Any rocket scientist/engineers here?

Re: yesterday's Starship test (SN8).

In the last few seconds of the flight, the camera switched to the engine bay, and there seemed to be a lot of pale green flame.
Now, Wikipedia says the Raptor engines have spark ignition, but the green flame suggests TEB.

Anyone know?

Emergency/auxiliary ignition system?

Hi,
There have been some ideas from the more respected YouTubers about this.
The main theme is that when the ship was horizontal and the fuel is not at the bottom of the tanks, the pumps aren't primed.
There is a solution fitted that, from what I gathered, has a holding priming tanks of fuel/oxydizer that they spurt in as the craft becomes upright and gets it pumps up to speed and flowing.
The consensus is that there may not have been enough to prime ALL the pumps and one rocket ran "RICH" which can produce a green flame.

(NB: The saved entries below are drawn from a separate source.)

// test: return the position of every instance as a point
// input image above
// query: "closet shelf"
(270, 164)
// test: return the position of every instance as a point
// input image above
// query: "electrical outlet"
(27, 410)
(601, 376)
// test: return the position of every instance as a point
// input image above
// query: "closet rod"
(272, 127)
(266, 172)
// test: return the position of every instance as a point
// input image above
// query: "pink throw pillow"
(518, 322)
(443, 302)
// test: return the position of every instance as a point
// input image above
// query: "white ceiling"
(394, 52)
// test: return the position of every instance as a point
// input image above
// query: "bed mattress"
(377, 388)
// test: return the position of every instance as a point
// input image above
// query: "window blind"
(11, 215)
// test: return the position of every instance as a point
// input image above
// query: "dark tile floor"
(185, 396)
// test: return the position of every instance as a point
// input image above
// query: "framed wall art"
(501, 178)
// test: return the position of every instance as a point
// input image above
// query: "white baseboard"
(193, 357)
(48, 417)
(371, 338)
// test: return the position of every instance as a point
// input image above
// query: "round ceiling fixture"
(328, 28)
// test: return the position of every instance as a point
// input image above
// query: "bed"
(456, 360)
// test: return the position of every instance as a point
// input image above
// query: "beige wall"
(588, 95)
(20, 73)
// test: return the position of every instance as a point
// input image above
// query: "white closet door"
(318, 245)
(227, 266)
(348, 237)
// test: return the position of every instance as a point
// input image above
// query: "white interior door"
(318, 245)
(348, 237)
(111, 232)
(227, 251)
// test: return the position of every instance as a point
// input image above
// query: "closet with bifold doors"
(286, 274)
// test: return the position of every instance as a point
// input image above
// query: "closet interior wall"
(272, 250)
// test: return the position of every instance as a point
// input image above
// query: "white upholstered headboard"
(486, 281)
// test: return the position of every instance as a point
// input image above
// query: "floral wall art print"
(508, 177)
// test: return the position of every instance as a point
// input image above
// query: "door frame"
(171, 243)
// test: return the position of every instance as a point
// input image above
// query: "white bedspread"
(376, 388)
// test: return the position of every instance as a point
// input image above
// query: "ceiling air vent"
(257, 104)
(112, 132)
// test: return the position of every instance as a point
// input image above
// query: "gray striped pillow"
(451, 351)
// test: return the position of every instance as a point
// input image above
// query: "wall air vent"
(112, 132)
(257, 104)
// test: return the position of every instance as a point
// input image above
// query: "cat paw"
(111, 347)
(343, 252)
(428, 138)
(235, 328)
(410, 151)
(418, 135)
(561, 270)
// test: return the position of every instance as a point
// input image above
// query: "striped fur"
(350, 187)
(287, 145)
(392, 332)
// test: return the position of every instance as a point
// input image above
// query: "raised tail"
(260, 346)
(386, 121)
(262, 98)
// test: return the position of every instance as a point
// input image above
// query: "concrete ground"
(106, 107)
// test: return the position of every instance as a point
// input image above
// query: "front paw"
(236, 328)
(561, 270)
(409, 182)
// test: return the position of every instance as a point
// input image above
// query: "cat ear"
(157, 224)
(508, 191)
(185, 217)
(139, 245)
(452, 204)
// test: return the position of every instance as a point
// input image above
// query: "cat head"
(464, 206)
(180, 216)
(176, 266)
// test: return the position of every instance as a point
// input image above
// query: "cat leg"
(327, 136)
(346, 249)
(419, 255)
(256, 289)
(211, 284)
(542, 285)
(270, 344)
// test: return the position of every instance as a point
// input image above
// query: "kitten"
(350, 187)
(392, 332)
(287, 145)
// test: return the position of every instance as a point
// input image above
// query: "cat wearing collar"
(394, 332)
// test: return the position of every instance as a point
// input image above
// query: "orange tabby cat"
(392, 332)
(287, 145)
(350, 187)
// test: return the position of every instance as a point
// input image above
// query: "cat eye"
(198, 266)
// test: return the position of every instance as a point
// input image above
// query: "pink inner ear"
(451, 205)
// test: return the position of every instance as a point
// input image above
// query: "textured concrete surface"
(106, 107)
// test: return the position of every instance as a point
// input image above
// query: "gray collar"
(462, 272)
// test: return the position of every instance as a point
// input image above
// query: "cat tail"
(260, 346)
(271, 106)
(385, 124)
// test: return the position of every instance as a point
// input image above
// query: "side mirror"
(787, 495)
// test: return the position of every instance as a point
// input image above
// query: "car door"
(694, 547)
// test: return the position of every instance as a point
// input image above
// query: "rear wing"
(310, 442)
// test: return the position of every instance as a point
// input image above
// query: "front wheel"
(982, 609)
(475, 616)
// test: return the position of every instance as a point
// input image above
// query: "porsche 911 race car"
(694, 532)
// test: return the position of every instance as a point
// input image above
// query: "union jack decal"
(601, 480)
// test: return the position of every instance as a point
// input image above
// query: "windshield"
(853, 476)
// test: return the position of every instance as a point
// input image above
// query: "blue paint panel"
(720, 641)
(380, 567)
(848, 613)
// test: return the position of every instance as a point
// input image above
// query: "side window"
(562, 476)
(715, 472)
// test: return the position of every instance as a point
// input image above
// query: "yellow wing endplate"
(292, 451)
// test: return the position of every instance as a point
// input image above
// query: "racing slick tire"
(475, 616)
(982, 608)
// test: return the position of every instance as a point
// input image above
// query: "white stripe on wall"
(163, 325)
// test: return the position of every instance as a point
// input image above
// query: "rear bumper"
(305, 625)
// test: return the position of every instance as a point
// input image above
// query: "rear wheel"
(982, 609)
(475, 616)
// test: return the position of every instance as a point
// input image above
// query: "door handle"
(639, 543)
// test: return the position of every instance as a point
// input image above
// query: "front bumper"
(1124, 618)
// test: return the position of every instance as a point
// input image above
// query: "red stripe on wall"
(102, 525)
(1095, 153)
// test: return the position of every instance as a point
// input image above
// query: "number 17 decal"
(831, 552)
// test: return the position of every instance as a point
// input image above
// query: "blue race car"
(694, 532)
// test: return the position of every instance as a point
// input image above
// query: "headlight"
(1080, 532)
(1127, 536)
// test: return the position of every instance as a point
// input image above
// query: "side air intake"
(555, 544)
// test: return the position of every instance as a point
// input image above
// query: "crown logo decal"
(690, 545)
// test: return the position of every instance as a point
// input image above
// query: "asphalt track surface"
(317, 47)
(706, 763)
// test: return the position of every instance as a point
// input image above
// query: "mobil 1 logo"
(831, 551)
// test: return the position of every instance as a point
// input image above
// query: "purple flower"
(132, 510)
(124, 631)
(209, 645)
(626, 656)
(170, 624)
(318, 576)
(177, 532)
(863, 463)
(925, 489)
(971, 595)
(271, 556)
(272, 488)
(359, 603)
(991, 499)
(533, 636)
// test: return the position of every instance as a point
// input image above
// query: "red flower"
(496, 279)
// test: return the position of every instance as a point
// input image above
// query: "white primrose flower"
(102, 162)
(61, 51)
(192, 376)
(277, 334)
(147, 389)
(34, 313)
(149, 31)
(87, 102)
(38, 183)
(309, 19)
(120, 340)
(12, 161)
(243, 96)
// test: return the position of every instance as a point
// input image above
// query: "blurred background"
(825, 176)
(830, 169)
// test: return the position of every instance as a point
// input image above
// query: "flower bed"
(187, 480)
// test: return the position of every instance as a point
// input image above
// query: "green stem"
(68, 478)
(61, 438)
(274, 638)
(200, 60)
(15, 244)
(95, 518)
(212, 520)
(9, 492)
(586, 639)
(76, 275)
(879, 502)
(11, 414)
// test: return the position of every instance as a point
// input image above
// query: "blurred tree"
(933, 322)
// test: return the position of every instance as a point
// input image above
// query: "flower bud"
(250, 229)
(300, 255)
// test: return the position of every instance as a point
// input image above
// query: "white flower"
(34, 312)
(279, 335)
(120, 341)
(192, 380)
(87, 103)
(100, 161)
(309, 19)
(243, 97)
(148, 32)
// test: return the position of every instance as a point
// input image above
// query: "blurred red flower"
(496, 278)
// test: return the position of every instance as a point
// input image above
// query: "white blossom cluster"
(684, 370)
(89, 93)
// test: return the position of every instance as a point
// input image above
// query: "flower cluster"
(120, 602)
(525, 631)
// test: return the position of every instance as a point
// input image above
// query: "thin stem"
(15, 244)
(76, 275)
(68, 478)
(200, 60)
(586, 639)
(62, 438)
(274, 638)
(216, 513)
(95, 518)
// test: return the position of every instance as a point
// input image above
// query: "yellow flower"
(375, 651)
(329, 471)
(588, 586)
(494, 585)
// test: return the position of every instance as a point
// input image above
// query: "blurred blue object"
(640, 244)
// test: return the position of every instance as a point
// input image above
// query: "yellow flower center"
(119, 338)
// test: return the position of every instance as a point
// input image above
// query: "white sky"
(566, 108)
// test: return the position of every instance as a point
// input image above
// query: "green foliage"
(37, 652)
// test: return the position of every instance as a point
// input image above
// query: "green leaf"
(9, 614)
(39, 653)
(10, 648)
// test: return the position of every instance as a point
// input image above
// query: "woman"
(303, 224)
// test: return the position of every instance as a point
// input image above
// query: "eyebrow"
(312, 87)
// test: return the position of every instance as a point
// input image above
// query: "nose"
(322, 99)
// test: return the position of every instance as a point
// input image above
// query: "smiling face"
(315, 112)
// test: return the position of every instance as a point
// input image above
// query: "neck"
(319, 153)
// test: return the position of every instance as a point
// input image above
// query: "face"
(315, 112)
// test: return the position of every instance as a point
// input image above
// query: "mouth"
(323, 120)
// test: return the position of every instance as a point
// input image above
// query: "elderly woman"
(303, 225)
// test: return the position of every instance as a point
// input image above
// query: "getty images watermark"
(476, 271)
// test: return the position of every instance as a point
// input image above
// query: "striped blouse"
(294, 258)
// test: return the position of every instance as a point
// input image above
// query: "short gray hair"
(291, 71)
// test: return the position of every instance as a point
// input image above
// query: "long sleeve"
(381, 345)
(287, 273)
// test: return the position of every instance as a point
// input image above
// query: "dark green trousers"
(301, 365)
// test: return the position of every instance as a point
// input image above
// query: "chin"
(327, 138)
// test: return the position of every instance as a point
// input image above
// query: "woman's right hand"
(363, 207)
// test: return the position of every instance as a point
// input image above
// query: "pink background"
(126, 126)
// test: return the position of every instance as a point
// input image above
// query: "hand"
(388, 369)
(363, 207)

Voice of Thunder and Scott Manley have very good presentations.

Tom.. :slight_smile:

There is at least one rocket scientist on here to my knowledge, but it's up to him if he wants to reveal himself.

From what I saw on SpaceX's website and Teslarati there is copper in the engine bay and the green plume of smoke was from the copper being burned.

I've often wondered how they manage ullage on the free-falling boosters.

I'm going to have to find some better technical references.

TheMemberFormerlyKnownAsAWOL:
I've often wondered how they manage ullage on the free-falling boosters.

I guess part of the answer is that they are not free falling as they experience wind resistance, so there is some acceleration to push the fuel to the bottom.

I wondered about the last-minute flip manoeuvre, and if it was maybe a little too late.

Hi,
Check Everyday Astronaut, he has been doing some very indepth docos on spacex rockets.
There is some video around somewhere on YouTube from a camera in one of the Spacex fuel tanks showing fuel movement.

This is inside a Saturn 1 (SA-5) tank, with some commentary.